British theatre company

Simple8 is a London-based theatre company formed in 2004 by professional actors, writers and directors. They aim to produce innovative ensemble theatre that is ecologically sustainable.

==Productions and reception==
In 2006, Simple8 staged an adaptation of Les Enfants du Paradis. The Times gave it five stars and said that it was "A superb production and a new (newish) company possessing the skills, intelligence and dedication to create such a wonder". It was adapted by company members Dudley Hinton and Sebastian Armesto (Armesto also directed).

In 2008, Simple8 presented The Living Unknown Soldier about a soldier left an amnesiac at the end of the Great War. It was based on the book by historian Jean-Yves Le Naour.

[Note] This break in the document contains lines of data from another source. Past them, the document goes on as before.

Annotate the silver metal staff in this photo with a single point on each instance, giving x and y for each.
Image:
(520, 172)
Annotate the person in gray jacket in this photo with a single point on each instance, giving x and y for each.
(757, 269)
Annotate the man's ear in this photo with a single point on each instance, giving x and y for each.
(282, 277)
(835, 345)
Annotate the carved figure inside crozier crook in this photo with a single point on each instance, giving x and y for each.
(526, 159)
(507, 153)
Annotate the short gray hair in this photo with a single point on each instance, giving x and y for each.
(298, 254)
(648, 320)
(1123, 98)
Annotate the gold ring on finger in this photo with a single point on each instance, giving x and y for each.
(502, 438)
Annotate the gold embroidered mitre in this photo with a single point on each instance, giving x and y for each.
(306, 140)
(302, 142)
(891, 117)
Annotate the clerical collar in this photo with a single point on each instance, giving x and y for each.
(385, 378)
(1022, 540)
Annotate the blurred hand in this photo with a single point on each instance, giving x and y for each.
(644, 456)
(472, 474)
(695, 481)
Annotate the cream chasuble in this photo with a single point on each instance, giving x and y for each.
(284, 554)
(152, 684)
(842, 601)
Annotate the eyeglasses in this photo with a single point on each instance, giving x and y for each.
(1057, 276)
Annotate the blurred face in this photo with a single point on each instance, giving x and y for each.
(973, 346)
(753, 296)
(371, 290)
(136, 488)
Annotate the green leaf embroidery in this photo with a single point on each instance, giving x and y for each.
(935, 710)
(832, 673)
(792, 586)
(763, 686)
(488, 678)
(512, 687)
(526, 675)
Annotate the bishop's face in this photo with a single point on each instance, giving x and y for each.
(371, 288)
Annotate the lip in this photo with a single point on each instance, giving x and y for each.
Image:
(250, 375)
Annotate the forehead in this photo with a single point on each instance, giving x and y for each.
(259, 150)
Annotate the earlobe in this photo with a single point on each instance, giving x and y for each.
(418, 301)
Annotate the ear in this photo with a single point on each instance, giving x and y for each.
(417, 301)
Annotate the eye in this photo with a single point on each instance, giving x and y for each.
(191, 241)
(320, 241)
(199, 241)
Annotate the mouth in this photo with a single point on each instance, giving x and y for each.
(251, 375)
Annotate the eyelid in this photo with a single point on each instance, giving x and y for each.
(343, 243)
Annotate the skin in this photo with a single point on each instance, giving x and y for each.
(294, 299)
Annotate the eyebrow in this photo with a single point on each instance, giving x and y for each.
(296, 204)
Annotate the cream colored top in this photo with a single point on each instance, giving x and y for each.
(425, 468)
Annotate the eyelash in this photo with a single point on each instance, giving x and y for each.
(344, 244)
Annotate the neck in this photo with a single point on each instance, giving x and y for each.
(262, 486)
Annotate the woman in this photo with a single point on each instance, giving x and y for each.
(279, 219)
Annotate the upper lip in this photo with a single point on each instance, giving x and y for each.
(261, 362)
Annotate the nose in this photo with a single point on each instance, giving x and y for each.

In 2011 the company adapted William Hogarth's engravings The Four Stages of Cruelty in collaboration with the playwright Adam Brace.

In 2013 Simple8 staged productions of The Cabinet of Dr. Caligari and Moby-Dick. In a review of The Cabinet of Dr. Caligari for The Evening Standard, critic Fiona Montford wrote that "What Simple8 are most decidedly not doing is slavishly recreating the work onstage but rather spinning an increasingly Kafka-esque yarn that has a low-fi yet chilled atmosphere...The eight-strong cast throw themselves into writer/director Sebastian Armesto and Dudley Hinton's surreally-tinged nightmare with gusto, doubling roles, playing instruments and at one cherishable moment forming themselves into the inner mechanisms of a large municipal clock."

In 2016 the company adapted Don't Sleep There Are Snakes by Dan Everett at the Park Theatre in London. Their 2018 production of E. M. Forster's novel A Passage to India was well received by critics.

== Sustainability ==
Produced by Strawberry Vale, Simple8's The Living Unknown Soldier was the first show at the Arcola Theatre in London to be powered by the venue's hydrogen fuel cell. Peak power consumption for lighting was said to be 4.5 kW, or "up to 60 percent less than comparable lighting installations". The set for their 2013 production of Moby Dick was built out of reclaimed materials.

== Awards ==
Simple8 received the 2013 Offie for Best Ensemble - Moby Dick and The Cabinet of Dr Caligari. That same year the company also won the Peter Brook/Equity Ensemble Award.